Natural barriers to natural disasters: Replanting mangroves after the tsunami

Corporate Accountability
Economics Ecosystem Services
Environmental justice
Marine and Coastal Aquaculture Coastal zone management Mangroves
Pollution, Water
Public Participation
Right to ... Healthy Environment
Sustainable Development

Author:

E. B. Barbier

Abstract:

The Indian Ocean tsunami disaster of December 2004 has increased interest in replanting degraded and deforested mangrove areas in Asia to improve coastal protection. Evidence from Thailand suggests that concern over mangrove deforestation by shrimp farms (aquaculture) is an important motivation for many coastal households to participate in mangrove rehabilitation. However, successful re-establishment and management of mangroves as effective coastal barriers will require developing new institutions and policies, and must involve coastal communities in Thailand and other Indian Ocean countries in the conservation and protection of their local mangrove forests.

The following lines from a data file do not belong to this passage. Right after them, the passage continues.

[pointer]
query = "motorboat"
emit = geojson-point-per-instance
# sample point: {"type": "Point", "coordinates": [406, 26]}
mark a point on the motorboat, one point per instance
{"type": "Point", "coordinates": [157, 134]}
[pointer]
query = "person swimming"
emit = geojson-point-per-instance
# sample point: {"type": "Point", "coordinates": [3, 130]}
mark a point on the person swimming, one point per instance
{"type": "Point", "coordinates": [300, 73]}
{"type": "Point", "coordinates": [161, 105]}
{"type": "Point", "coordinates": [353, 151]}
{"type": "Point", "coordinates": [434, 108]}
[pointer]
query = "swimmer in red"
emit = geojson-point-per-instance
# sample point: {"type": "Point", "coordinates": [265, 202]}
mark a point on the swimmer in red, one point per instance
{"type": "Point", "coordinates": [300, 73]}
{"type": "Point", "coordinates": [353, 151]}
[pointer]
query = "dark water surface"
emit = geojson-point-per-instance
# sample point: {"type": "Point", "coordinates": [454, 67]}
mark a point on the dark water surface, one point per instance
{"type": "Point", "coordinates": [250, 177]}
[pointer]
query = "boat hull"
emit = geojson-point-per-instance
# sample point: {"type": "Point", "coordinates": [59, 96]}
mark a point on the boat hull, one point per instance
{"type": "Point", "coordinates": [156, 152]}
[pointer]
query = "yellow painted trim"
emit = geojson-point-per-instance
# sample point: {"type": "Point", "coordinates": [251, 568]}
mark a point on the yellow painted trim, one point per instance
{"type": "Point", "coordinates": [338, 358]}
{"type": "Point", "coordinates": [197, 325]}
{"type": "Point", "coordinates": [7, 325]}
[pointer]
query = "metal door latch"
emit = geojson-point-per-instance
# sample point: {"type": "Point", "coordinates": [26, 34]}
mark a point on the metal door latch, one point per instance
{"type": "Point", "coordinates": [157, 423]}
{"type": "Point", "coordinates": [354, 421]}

Main Results and Conclusions:

  • Determining whether or not mangrove reforestation efforts are going to be successful involves investigating many aspects:
    • Environmental injustice is commonly associated with shrimp farming: “…those most responsible for much of the past mangrove destruction are unlikely to be involved in replanting and restoration efforts. Instead, most current replanting schemes depend on the participation of the coastal communities most affected by the loss of local mangrove forests” (125).
    • The FAO underestimated the remaining mangrove forests in Thailand in comparison to Thailand’s Royal Forestry Department studies, for example, ~2500 km2 vs. ~1650 km2 for 2004 (125).
    • External costs associated with aquaculture operations cause severe problems for local communities: water pollution, short production life spans leads to rapid coastal development and abandonment, no legal requirement to replant deforested areas, and large subsidies (126).
    • Open-access conditions impact mangrove deforestation: open-access causes mangrove habitats to be more vulnerable to illegal aquaculture as well as woodchip and logging operations. Additionally, open-access areas cause local peoples to have little say in what happens to the mangrove forests, despite depending on them for their livelihoods (126).
  • A summary of Thailand’s re-planting efforts is as follows (126):
    • “…past replanting programs in Thailand and other Asian countries have largely operated within the existing legal and institutional framework that does not require those most responsible for the mangrove deforestation…”
    • “…governments and/or nongovernmental organizations fund the rehabilitation plans, especially when this requires the acquisition of heavy equipment and engineering contractors to re-convert and prepare abandoned ponds and other degraded land for restoration.
    • “Local communities are generally restricted to supplying the labor for manual tasks such as tending nurseries, planting seedlings, and weeding.”
  • Local participation in mangrove re-planting efforts studied in four villages in Thailand from Barbier’s 2006 study indicated that men were more involved in re-planting efforts, as much as 62 hours per year was spent replanting in the Ban Gong Khong village, and that as little as 0% in the Ban Sam Chong Tai village wanted shrimp farms in the villages (Table 1, 128). “The results of the analysis confirm that the degree to which the households are dependent on mangrove-based activities for their incomes is a major factor determining whether households participate in mangrove rehabilitation schemes” (128).
  • Suggestions for sustainable mangrove management (cited in paper from Barbier & Sathirathai 2004) (129-130):
    • Remaining mangrove areas should be classified as either conservation areas or economic zones. Shrimp farms should be restricted to economic zones, but local communities that are dependent on mangrove ecosystems for subsistence living should be allowed access.
    • Establish community mangrove forests in both conservations and economic zones. Local management of mangrove forests in the form of user rights should be granted based on community management capabilities.
    • Co-management between local communities and the government should exist for community forests.
    • The government should provide complete support to local communities participating in mangrove conservation (i.e. technical, educational, financial).
       

Works Cited:

Barbier, E. B. 2006. Mangrove dependency and the livelihoods of coastal communities in Thailand. In: Hoanh CT, Tuong TP, Gowing JW, and Hardy W (Eds). Environment and livelihoods in tropical coastal zones: managing agriculture–fishery–aquaculture conflicts. Wallingford, UK: CAB International.

Barbier, E. B. and S. Sathirathai 2004. Conclusion of the study and policy recommendations. In: Barbier EB and Sathirathai S (Eds). Shrimp farming and mangrove loss in Thailand. London, UK: Edward Elgar.

FAO (UN Food and Agricultural Organization). 2003. Status and trends in mangrove area extent worldwide. Rome, Italy: Forestry Department. Forest Resources Assessment Working Paper 63.